Bref, nous sommes en train de perdre notre compétitivité sur ce marché qui se transforme. Une fois de plus, les sondages d’intention ne sont que des indicateurs qui peuvent s’infirmer rapidement dès la rencontre d’un irritant par le consommateur, comme ici, le prix élevé du billet d’avion France/Québec par rapport à d’autres destinations.

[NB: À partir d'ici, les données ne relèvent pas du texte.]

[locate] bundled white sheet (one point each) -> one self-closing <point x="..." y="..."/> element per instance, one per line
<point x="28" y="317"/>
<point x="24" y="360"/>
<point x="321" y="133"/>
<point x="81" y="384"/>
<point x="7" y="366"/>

Réflexions et pistes de solutions

  • Pour saisir ce qui se passe vraiment, sonder cet été-automne, à leur retour vers la France, à YUL, les touristes français sur leur satisfaction (sensibilité aux prix/qualité des prestations), mais surtout leur comportement d’achat avant et durant leur séjour au Québec afin de confirmer les parcours de recherches et d’achats. On ne peut anticiper un redressement éventuel sans cette connaissance, tout comme une étude des comparatifs des prix de l’aérien vers le Québec, comparé à d’autres destinations des touristes français.
  • Perdre l’étiquette de destination « cheap » n’est pas mauvais, pourvu qu’on sollicite alors de nouveaux segments de clientèles et que l’offre/la qualité soient en conséquence, car est-ce que notre offre se développe dans la bonne direction?
  • Le réseau de distribution est-il rendu un intermédiaire trop coûteux? Je ne crois pas, sauf pour la chaine trop complexe de l’agence française qui achète d’un TO français, qui lui achète d’un réceptif québécois, et sauf si nos réceptifs ne sont pas en mesure d’aligner leurs offres sur les attentes des touristes potentiels, tenant compte des coûts des fournisseurs de service québécois et de la disponibilité d’une offre plus haute de gamme;
  • Accélérer le développement d’expériences touristiques destinées aux marchés de luxe, les plus résistants aux polycrises que nous traversons et traverserons.

On saura bien, d’ici 8 mois, le résultat final de notre performance sur le marché français. Mais agissons dès maintenant afin que ces baisses soient conjoncturelles et non pas le début d’un réel déclin. On ne peut se passer de la France.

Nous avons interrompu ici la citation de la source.